Besides land speculation, environmentalists need to pay attention to the economics of land use reflected in building fees. Building fee amounts range all over the map for the region. Butte County's fees were roughly $10K per door more than a decade ago, while Folsom's building fees are $70K per door (Note: "per door" is a rough measurement, cited here to highlight the inter-jurisdictional comparison, and does not reflect the precise way fees are charged).

The price of infrastructure is not 700% higher in Folsom than in Chico (Butte County), but one thing Proposition 13 meant is that if a local government does not collect the cost of infrastructure in those fees, they will never get it. Butte County threatened bankruptcy when it charged those low fees because building fees did not cover the County's infrastructure expenses for new buildings.

What should building fees be? Who knows? Such fees are the subject of intense influence peddling, and the process of setting them is hardly transparent. Environmentalists could do us all a service by publishing the kinds of fees that would cover the public's costs. At least then we would know what development is subsidized, too--something that might actually support social justice, too.

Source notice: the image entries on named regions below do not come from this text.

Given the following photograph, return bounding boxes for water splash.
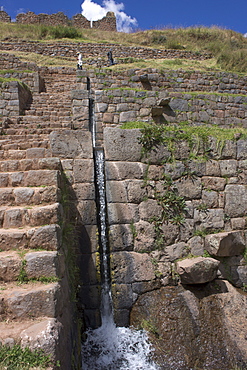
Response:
[82,318,158,370]
[81,92,158,370]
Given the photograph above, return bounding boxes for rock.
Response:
[109,224,134,251]
[188,236,204,256]
[130,280,247,370]
[139,199,162,221]
[25,251,59,278]
[29,225,62,250]
[134,220,155,252]
[176,178,202,199]
[194,208,224,230]
[5,283,62,319]
[165,242,189,262]
[50,130,93,159]
[225,185,247,217]
[104,128,142,162]
[177,257,220,284]
[205,231,245,257]
[20,318,63,361]
[112,252,155,284]
[0,252,21,281]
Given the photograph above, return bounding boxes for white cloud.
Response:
[16,8,26,14]
[81,0,137,32]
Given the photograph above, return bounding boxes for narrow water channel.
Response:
[82,90,158,370]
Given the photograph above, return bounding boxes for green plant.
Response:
[145,174,186,249]
[196,203,208,212]
[17,260,28,284]
[0,344,53,370]
[130,220,137,240]
[140,319,160,337]
[193,229,207,238]
[202,249,211,257]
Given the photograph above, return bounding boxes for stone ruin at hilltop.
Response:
[0,10,117,31]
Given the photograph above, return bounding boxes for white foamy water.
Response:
[81,134,158,370]
[82,318,158,370]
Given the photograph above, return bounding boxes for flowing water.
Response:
[82,148,158,370]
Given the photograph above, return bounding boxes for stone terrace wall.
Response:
[0,41,211,63]
[0,11,117,31]
[92,12,117,31]
[91,88,247,127]
[0,53,39,71]
[72,14,91,28]
[104,128,247,325]
[16,12,69,26]
[0,10,11,23]
[89,68,247,95]
[0,81,31,117]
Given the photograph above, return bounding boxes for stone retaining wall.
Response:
[0,41,211,65]
[0,81,31,117]
[104,128,247,325]
[0,10,11,23]
[91,88,247,127]
[89,68,247,95]
[0,11,117,31]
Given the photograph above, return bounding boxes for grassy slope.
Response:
[0,23,247,73]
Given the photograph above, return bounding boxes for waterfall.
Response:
[81,86,158,370]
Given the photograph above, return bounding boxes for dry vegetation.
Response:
[0,23,247,73]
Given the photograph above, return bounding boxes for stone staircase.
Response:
[0,68,75,362]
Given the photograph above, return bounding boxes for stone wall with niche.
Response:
[104,128,247,325]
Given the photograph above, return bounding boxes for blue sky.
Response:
[0,0,247,33]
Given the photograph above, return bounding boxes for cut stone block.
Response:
[3,283,60,319]
[23,170,59,187]
[177,257,220,284]
[20,318,63,361]
[205,231,245,257]
[28,224,62,250]
[0,229,28,251]
[112,252,155,284]
[0,252,22,282]
[25,251,59,279]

And speaking of finance, some builders actually want to build low-impact, environmentally-friendly development, but to do so they need the lenders' support. Since commercial banking is notoriously conservative, and reluctant to lend for anything but the most conventional design, a publicly-owned local or regional bank that would lend on environmentally-friendly projects would be an obvious solution. Not only could such a bank fund environmentally-responsible projects, like affordable housing above the retail in our shopping centers--and such "lifestyle centers" reportedly are more profitable than the single-use commerce in the suburbs--it could recycle its profits into the local public realm.

Impoverishing the public realm remans an overarching neoliberal goal. Costs in large projects are typically at least half financing. Keeping that money local rather than sending it to Wall Street could make environmentally responsible development possible, and could empower environmentally responsible builders in ways not currently available.

Best Practice

Often, the best environmentalists, dedicated attorneys and retired planners are busy finding fault with specific projects, filing petitions, commenting on environmental impact reports, practically to the point of burnout. They need to step back a moment and include the vision of the alternative--and the financing for it--or they're missing the boat.